With your father being a world-renowned photographer, was modeling ever on your radar? (Schatz is the daughter of award-winning photographer Howard Schatz, whose work has been featured in such publications as Time, Sports Illustrated, Vogue, GQ, and The New York Times Magazine)
No, not really. I am very proud of my father’s work and that he is always reinventing himself. He too works with athletes, actors, and dancers. Regarding modeling, I actually did art modeling for artists and art classes while I was in school. Traditional fashion modeling does not interest me because of the emphasis on one’s looks and outer appearance. Naturally, we all want to look great, but my mission and work focus on moving and expressing from the inside out. With society embracing entrepreneurship and in our age of social media, in a sense, we are all “models” or representatives of our work or passion. I endeavor to be a “model” to inspire people to live happier, healthier lives. You can transform more than your surface. I received immense satisfaction in seeing an elderly Parkinson’s client I worked with feel and function better.
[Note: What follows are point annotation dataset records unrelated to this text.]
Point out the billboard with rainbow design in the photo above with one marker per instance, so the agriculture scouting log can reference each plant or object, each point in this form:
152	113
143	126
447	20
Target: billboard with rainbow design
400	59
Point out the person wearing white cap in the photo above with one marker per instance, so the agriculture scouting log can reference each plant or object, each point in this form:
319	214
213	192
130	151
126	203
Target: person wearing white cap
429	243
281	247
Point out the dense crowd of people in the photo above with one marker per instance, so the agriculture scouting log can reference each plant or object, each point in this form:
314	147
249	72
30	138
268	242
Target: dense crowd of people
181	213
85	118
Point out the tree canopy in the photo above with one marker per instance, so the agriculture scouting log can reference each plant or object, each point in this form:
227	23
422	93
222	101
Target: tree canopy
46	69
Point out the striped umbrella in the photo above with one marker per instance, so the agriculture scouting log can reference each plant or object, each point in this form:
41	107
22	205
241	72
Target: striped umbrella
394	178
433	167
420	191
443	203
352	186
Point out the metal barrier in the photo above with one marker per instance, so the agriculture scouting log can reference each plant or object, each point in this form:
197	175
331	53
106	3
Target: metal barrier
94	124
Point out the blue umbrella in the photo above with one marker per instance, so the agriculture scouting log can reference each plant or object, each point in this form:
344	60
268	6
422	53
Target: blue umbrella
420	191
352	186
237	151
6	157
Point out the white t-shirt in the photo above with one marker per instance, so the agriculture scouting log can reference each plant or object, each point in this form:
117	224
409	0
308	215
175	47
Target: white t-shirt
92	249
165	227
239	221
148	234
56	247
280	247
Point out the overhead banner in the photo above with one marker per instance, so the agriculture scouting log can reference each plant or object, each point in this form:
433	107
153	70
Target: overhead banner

With dedication and proper technique and exercises, any athlete, dancer, or casual fitness person can gain power to shape his or her life from the inside-out, starting at the core, and connecting the mind, body, and spirit. My mission is to help each person harness and leverage this power to feel better, function better, and live better. I am delighted when I am identified as The Core Expert™. It affirms my belief that the core is the center of one’s health, spirit, and hopes.